Les feuilles / Qu'on foule / Un train / Qui roule / La vie / S'écoule.
Guillaume Apollinaire – Automne malade
Savez-vous pourquoi je ne suis pas devenu prof de littérature ?
Parce qu’il fallait expliquer les poèmes comme celui-ci.
Faites donc l’expérience : recherchez ce poème dans Google et regardez le résultat : vous allez avoir une floppée de commentaires, les uns développés, les autres sous forme de fiches ou de tableaux.
Non seulement l’émotion se sera bien sûr envolée, mais encore vous allez vous demander si, de commentaire en commentaire, on parle bien du même poème…
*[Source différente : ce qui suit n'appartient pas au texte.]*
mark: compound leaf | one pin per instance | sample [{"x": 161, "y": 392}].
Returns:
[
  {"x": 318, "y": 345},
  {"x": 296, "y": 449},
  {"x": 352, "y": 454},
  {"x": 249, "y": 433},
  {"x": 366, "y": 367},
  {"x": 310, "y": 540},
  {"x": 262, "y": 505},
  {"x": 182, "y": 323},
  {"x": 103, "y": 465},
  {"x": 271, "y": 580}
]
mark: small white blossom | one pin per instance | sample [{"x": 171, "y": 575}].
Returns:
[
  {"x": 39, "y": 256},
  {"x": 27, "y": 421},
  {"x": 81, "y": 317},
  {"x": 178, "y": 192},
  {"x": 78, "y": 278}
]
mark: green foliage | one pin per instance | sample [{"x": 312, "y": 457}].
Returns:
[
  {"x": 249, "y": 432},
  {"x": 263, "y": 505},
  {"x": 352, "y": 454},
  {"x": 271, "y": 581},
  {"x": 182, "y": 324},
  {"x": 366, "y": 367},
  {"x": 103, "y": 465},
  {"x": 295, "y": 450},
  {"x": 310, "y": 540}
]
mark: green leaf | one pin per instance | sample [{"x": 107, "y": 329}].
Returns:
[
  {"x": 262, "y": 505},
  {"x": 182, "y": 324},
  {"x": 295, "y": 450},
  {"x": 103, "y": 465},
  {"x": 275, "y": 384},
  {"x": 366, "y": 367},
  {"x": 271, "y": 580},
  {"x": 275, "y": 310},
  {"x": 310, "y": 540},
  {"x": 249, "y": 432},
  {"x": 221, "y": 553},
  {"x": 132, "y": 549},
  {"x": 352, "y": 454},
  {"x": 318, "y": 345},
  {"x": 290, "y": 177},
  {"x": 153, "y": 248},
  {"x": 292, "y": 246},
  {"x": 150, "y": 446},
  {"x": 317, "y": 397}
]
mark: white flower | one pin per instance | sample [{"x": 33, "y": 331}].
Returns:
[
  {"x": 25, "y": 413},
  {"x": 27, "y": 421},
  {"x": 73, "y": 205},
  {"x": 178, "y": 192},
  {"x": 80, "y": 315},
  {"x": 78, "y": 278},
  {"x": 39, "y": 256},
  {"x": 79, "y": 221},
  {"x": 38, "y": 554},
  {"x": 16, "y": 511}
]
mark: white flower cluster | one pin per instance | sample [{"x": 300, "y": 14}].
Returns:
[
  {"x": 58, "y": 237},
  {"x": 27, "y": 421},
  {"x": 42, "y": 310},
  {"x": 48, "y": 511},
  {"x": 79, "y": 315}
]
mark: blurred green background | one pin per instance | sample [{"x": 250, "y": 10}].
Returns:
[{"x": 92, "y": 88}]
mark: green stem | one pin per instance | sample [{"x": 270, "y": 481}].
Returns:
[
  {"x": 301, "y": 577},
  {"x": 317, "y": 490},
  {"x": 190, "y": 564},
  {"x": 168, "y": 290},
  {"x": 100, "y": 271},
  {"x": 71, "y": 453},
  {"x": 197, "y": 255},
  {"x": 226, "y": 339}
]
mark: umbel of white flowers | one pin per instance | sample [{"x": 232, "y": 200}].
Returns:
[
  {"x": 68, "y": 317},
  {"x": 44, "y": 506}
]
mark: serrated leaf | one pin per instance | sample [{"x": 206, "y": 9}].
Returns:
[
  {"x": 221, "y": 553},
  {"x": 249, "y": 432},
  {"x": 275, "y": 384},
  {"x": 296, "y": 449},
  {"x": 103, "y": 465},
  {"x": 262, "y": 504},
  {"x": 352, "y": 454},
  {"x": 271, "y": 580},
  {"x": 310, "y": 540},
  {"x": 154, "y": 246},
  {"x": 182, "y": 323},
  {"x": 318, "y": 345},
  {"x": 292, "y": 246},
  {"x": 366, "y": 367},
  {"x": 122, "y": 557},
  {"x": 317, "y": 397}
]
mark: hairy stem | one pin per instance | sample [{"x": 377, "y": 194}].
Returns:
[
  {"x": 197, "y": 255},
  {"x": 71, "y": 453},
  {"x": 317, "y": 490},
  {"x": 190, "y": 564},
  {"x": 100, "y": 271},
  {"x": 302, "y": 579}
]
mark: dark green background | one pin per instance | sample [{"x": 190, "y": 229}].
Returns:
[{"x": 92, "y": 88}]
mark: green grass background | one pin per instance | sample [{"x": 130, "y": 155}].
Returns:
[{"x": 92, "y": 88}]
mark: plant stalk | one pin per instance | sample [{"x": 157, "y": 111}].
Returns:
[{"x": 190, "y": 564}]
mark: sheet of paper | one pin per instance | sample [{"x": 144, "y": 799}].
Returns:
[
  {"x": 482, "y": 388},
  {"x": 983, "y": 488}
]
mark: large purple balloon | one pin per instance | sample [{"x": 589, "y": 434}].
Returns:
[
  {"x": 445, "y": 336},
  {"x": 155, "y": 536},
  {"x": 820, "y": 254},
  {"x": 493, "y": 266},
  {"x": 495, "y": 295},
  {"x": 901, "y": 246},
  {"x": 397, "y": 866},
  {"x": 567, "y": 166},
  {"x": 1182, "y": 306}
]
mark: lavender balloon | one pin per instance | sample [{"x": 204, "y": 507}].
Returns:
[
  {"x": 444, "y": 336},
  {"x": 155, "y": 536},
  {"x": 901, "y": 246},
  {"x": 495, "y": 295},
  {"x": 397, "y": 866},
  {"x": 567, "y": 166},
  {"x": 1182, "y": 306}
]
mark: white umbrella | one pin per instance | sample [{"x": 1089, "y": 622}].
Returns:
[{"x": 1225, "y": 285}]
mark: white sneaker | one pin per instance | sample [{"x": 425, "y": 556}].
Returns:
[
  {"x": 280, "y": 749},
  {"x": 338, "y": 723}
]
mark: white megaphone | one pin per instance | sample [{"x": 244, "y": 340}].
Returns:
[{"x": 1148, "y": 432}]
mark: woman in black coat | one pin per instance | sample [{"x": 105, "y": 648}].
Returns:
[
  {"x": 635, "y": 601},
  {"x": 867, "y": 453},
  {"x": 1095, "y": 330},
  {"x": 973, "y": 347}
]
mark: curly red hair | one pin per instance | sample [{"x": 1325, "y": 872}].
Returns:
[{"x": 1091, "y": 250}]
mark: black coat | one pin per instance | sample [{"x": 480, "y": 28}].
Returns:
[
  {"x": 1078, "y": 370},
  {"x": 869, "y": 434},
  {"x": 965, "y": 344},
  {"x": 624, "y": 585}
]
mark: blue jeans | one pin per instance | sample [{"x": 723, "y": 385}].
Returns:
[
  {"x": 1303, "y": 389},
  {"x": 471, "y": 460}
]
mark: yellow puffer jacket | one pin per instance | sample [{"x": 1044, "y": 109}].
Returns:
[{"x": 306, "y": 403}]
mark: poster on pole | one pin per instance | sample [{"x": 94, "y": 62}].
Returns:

Et puis, il faudrait aussi expliquer les « nixes nicettes aux cheveux verts» de la deuxième strophe, qui donnent lieu à des commentaires plus savants les uns que les autres (1).
Comme s’il ne fallait pas en rester à la musicalité de ces mots…
Pas convaincu ? Bon. Prenez donc les six derniers vers donnés ici en citation.
Moi, j’entends le bruit du train qui roule dans ces vers syncopés de 2 syllabes chacun. Et vous ? Vous entendez plutôt un tic-tac d’horloge, le rythme obsédant du temps qui passe ?
Mais, si ça se trouve vous entendez non pas 6 vers, mais 3 (Les feuilles qu'on foule / Un train qui roule / La vie s'écoule.), et vous allez avoir quelque chose de plus tragique dans l’esprit. Et du coup vous allez ressentir ça comme un haïku à la française (2).
Qui a raison ? Personne ? Tout le monde ?
(1) Moi, j’ai trouvé ça :
- Les "nixes", sont les nymphes des eaux de la mythologie germanique et scandinave, dont la plus célèbre est sans doute la Lorelei.
- Nicette est le féminin de nicet, dérivé de l'adjectif nice.
Nice avait deux sens : niais, pas dégourdi, comme Perceval le Nice, le naïf, mais aussi joli, mignon.
La nixe est nicette au second sens, et l'adjectif est déjà employé par Ronsard
(2) Et non plus comme un « alexandrin vertical », formule aussi pédante que creuse trouvée au hasard des commentaires.